How about the budget deficit? That's the amount the government has to borrow to meet the shortfall between current spending and current income (largely tax receipts). Britain's deficit has been one of the highest in Europe since the 2008 crisis year, much higher than debt-soaked Italy's. It peaked out at an astounding 11 per cent of GDP – almost four times the European Union limit – in 2009-10. This year, it's expected to land at 4.6 per cent; only Spain's deficit will be higher. The British government was, and is, a borrowing pig.

So mission accomplished? In a sense, yes. Had Mr. Osborne practised what he preached and shut down spending, growth would no doubt have been lower and unemployment higher, all the more so since wage growth has been pathetic in Britain (real disposable income per capita is still 2.6 per cent below its 2007 peak). Sometimes it makes sense to borrow an ocean of money to keep the economy swimming, all the more so since long-term interest rates are so low. Britain can sell 10-year bonds at 2.25 per cent. That's cheaper than U.S. Treasuries.
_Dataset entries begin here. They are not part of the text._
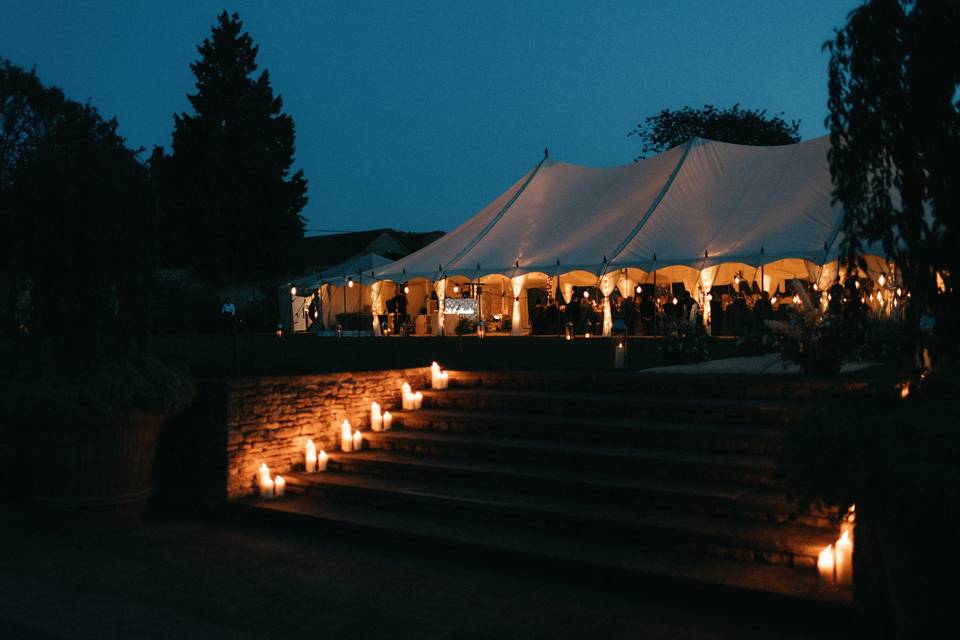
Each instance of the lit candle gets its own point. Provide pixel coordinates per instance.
(825, 564)
(346, 437)
(844, 559)
(311, 459)
(266, 484)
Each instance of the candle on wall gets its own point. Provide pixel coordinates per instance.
(826, 565)
(310, 463)
(843, 552)
(266, 484)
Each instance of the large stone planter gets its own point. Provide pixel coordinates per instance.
(97, 473)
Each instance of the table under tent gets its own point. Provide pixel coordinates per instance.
(339, 295)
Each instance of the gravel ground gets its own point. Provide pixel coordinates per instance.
(191, 577)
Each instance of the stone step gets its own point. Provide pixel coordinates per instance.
(701, 386)
(622, 431)
(601, 487)
(740, 468)
(747, 540)
(614, 560)
(712, 410)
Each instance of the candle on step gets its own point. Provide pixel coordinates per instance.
(826, 565)
(265, 482)
(843, 552)
(346, 437)
(310, 463)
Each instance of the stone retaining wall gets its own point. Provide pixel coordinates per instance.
(269, 419)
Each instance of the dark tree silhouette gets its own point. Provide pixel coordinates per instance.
(75, 212)
(231, 207)
(895, 135)
(669, 128)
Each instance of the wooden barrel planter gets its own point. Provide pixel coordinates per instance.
(96, 473)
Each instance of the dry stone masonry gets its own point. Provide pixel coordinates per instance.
(269, 419)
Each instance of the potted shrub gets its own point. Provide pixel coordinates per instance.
(82, 403)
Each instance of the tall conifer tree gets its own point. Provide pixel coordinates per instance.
(232, 206)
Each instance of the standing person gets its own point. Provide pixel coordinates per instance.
(228, 316)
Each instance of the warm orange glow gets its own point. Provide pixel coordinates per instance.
(346, 437)
(826, 565)
(310, 461)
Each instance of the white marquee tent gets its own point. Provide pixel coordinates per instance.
(699, 213)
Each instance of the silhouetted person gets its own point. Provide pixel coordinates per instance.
(648, 314)
(835, 297)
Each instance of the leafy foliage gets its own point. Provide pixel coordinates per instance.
(231, 207)
(114, 387)
(895, 135)
(669, 128)
(76, 219)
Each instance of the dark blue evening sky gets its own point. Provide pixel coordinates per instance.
(415, 114)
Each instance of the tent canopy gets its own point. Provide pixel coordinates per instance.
(695, 206)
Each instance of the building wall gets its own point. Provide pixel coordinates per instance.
(269, 419)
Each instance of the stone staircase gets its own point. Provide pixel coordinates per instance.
(663, 479)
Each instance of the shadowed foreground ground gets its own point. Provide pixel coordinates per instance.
(215, 579)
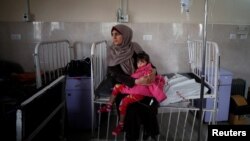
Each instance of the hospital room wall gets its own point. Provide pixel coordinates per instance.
(86, 21)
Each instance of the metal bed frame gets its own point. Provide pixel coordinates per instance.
(176, 122)
(50, 59)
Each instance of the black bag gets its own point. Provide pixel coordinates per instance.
(79, 68)
(105, 87)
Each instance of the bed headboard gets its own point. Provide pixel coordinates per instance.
(50, 59)
(98, 62)
(212, 56)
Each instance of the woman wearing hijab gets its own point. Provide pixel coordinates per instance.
(121, 64)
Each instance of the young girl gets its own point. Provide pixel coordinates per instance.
(137, 92)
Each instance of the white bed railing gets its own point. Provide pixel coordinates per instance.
(98, 72)
(211, 64)
(176, 122)
(50, 59)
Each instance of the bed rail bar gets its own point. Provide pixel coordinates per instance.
(50, 58)
(21, 131)
(98, 71)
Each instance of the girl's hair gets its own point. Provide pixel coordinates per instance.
(143, 56)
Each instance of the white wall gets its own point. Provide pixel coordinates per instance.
(152, 11)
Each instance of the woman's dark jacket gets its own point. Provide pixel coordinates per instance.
(140, 113)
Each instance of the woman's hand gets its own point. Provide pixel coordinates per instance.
(146, 80)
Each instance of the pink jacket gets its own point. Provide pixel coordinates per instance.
(154, 90)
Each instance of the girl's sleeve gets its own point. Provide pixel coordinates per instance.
(119, 76)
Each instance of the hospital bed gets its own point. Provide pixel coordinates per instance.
(45, 109)
(178, 114)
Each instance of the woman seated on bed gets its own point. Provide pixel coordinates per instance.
(137, 92)
(121, 64)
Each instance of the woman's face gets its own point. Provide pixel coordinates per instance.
(141, 63)
(116, 38)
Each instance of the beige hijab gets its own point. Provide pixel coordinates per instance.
(123, 53)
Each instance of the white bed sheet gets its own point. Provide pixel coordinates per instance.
(181, 88)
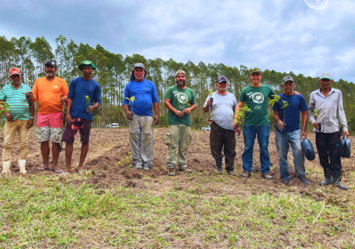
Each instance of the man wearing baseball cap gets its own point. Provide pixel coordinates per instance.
(19, 114)
(328, 102)
(140, 97)
(222, 133)
(83, 98)
(288, 132)
(180, 100)
(256, 123)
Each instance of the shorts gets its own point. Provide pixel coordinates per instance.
(49, 127)
(78, 124)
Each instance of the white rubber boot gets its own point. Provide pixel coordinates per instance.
(6, 167)
(22, 165)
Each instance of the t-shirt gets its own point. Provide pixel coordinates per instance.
(179, 99)
(78, 89)
(144, 93)
(296, 103)
(16, 99)
(223, 109)
(48, 94)
(256, 98)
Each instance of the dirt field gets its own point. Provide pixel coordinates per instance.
(109, 166)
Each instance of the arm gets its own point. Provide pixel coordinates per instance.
(32, 113)
(304, 123)
(171, 108)
(156, 111)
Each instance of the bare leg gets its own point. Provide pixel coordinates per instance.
(45, 153)
(84, 152)
(68, 155)
(55, 153)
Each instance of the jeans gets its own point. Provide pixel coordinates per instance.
(177, 138)
(249, 133)
(283, 142)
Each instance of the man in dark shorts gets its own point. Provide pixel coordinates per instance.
(83, 92)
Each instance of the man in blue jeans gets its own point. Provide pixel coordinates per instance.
(256, 123)
(288, 130)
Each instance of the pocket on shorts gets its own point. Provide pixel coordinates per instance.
(168, 139)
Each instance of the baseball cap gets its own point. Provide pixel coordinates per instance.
(221, 79)
(14, 70)
(51, 63)
(326, 76)
(180, 71)
(86, 63)
(141, 65)
(255, 70)
(287, 78)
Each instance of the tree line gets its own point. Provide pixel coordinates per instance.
(113, 73)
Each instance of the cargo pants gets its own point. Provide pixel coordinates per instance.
(178, 137)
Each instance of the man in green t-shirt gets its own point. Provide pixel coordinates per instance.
(256, 123)
(180, 100)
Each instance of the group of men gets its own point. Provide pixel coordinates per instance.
(52, 94)
(141, 97)
(180, 101)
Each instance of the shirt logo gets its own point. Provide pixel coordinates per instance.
(182, 97)
(256, 97)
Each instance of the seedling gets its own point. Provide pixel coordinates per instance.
(273, 101)
(315, 113)
(241, 113)
(6, 107)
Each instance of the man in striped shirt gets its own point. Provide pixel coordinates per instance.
(18, 112)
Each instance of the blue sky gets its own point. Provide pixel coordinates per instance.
(284, 35)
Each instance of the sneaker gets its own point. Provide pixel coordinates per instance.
(285, 181)
(246, 174)
(304, 180)
(267, 176)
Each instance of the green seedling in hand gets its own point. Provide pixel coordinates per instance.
(241, 113)
(273, 101)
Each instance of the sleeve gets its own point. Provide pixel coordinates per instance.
(167, 94)
(35, 91)
(193, 99)
(97, 94)
(303, 105)
(155, 98)
(341, 112)
(242, 97)
(2, 95)
(65, 89)
(71, 92)
(126, 95)
(311, 107)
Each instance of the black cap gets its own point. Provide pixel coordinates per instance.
(51, 63)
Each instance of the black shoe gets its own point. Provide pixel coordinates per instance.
(328, 177)
(231, 173)
(304, 180)
(219, 166)
(336, 179)
(285, 181)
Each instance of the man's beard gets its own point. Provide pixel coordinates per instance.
(183, 82)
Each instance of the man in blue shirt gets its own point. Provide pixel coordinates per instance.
(140, 97)
(83, 93)
(288, 130)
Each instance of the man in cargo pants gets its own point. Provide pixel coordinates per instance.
(140, 96)
(180, 100)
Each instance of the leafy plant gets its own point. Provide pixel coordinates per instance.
(87, 100)
(131, 99)
(241, 113)
(275, 99)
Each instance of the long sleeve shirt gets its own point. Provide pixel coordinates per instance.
(329, 109)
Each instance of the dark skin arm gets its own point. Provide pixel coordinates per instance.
(156, 118)
(32, 113)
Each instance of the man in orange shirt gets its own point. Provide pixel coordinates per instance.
(51, 93)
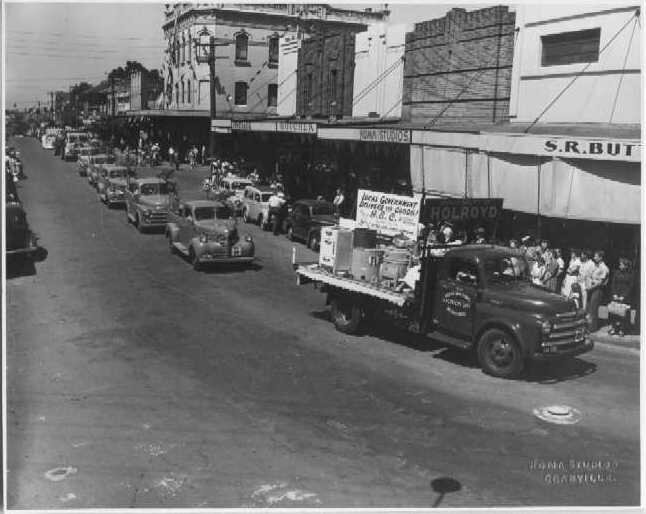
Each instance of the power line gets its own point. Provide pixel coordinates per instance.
(556, 98)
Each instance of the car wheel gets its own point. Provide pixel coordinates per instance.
(499, 354)
(195, 261)
(346, 315)
(314, 243)
(138, 223)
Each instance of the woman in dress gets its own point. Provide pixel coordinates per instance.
(572, 273)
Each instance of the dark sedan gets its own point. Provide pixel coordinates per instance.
(306, 218)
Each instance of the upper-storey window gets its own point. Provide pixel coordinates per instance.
(242, 45)
(273, 50)
(581, 46)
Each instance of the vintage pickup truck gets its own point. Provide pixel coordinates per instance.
(20, 240)
(147, 202)
(112, 184)
(205, 232)
(476, 297)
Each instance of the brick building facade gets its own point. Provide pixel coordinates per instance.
(325, 75)
(458, 68)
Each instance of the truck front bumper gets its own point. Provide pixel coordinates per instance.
(564, 350)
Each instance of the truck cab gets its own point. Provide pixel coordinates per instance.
(480, 297)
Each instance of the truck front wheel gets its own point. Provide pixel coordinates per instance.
(346, 315)
(499, 354)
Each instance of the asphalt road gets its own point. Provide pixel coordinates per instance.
(134, 381)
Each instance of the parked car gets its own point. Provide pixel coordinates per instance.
(21, 243)
(95, 164)
(73, 143)
(205, 232)
(147, 202)
(255, 205)
(235, 184)
(84, 158)
(112, 184)
(306, 218)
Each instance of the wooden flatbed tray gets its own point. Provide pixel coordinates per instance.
(316, 273)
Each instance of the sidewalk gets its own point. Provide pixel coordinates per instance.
(627, 341)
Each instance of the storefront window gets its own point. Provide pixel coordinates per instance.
(241, 93)
(242, 43)
(273, 50)
(581, 46)
(272, 95)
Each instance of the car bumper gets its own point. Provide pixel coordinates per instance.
(22, 251)
(566, 350)
(207, 258)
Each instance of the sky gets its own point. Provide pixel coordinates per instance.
(52, 46)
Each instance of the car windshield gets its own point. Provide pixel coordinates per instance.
(162, 188)
(204, 213)
(506, 268)
(322, 208)
(238, 186)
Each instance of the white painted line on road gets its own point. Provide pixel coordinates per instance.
(558, 414)
(58, 474)
(68, 497)
(295, 495)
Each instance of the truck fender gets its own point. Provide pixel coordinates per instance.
(514, 328)
(171, 231)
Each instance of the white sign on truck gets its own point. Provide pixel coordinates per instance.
(388, 214)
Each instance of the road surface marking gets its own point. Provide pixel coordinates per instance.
(58, 474)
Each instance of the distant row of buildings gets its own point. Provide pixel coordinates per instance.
(539, 105)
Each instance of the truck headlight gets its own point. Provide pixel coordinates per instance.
(588, 319)
(546, 327)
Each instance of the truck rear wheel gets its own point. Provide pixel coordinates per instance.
(346, 315)
(499, 354)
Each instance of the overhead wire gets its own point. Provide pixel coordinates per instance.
(580, 73)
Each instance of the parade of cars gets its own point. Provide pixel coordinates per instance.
(475, 297)
(205, 232)
(112, 184)
(147, 201)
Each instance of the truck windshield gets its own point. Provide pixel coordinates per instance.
(156, 189)
(506, 268)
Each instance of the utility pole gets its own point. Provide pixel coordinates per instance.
(210, 59)
(114, 104)
(213, 93)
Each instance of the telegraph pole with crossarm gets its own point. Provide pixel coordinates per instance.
(210, 58)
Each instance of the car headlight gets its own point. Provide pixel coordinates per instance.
(546, 327)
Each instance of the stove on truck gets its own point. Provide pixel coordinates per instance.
(477, 297)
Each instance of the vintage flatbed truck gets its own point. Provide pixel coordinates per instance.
(465, 297)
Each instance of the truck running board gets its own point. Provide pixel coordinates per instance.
(447, 339)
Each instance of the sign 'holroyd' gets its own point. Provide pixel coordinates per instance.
(388, 214)
(241, 124)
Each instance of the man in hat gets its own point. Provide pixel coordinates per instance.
(277, 203)
(481, 234)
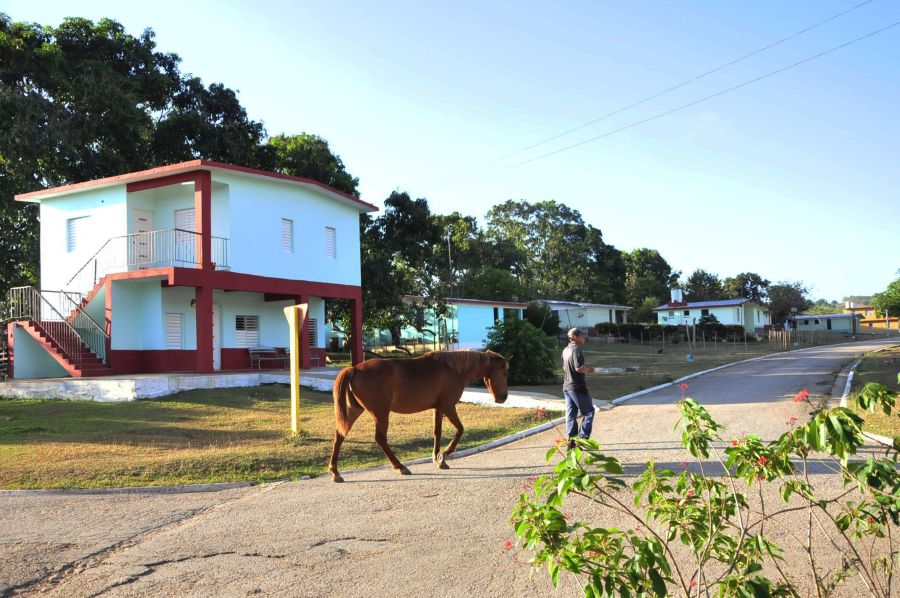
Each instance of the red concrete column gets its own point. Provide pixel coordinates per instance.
(304, 333)
(356, 350)
(203, 316)
(203, 216)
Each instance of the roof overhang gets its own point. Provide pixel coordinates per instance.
(195, 165)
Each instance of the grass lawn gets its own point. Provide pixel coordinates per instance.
(881, 367)
(209, 436)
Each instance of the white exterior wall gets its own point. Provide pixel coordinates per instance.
(256, 210)
(105, 209)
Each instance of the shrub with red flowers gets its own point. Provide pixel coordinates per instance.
(713, 519)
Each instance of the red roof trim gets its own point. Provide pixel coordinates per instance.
(172, 169)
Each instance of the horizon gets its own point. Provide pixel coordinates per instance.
(790, 177)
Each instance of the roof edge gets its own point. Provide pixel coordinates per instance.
(161, 171)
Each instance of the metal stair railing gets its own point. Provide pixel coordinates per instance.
(26, 303)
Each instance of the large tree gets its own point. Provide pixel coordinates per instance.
(703, 286)
(86, 100)
(648, 280)
(309, 156)
(564, 257)
(888, 301)
(786, 299)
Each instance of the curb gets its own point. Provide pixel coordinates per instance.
(875, 437)
(185, 489)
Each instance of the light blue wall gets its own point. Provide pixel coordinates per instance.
(105, 209)
(32, 360)
(474, 322)
(257, 208)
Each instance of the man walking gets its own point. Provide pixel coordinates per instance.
(578, 400)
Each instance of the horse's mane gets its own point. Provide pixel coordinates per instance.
(463, 361)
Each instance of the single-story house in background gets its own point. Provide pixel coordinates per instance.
(751, 315)
(587, 315)
(464, 326)
(870, 320)
(183, 268)
(831, 322)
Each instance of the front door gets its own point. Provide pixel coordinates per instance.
(217, 338)
(141, 254)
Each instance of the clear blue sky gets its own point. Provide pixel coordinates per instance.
(795, 177)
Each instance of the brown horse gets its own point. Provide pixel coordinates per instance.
(432, 381)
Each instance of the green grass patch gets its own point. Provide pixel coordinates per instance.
(205, 436)
(881, 367)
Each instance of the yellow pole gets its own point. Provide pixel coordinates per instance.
(296, 317)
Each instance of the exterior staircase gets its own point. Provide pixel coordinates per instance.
(75, 341)
(76, 358)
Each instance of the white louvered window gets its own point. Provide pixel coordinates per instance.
(174, 336)
(76, 233)
(287, 235)
(330, 242)
(246, 331)
(313, 326)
Now the bad news. Britain can't keep borrowing forever. With debt rising, it knows it has to take its foot off the spending pedal. It wants to cut spending on goods and services by 9 per cent between next year and 2019. But spending cuts are notoriously hard to accomplish. Who is to get whacked? Teachers, doctors, the military? There is also a good chance that the cuts will come just as British growth goes from trot to walk, or slower. Britain cannot be immune from the pathetic growth in the euro zone, rising sterling and the inevitable hike in interest rates. And if house prices falls, all bets are off for a sustained British economic revival. No country in Europe has seen such a crazy rise in property values.

Still, Mr. Osborne did the right thing by going easy on austerity. As far as the rest of Europe goes, Britain is the wonder economy. That wonder was not made possible by sheer luck or genius. It was common sense what did it, m'lord. When an economy is in recession, you don't make it worse with harsh austerity.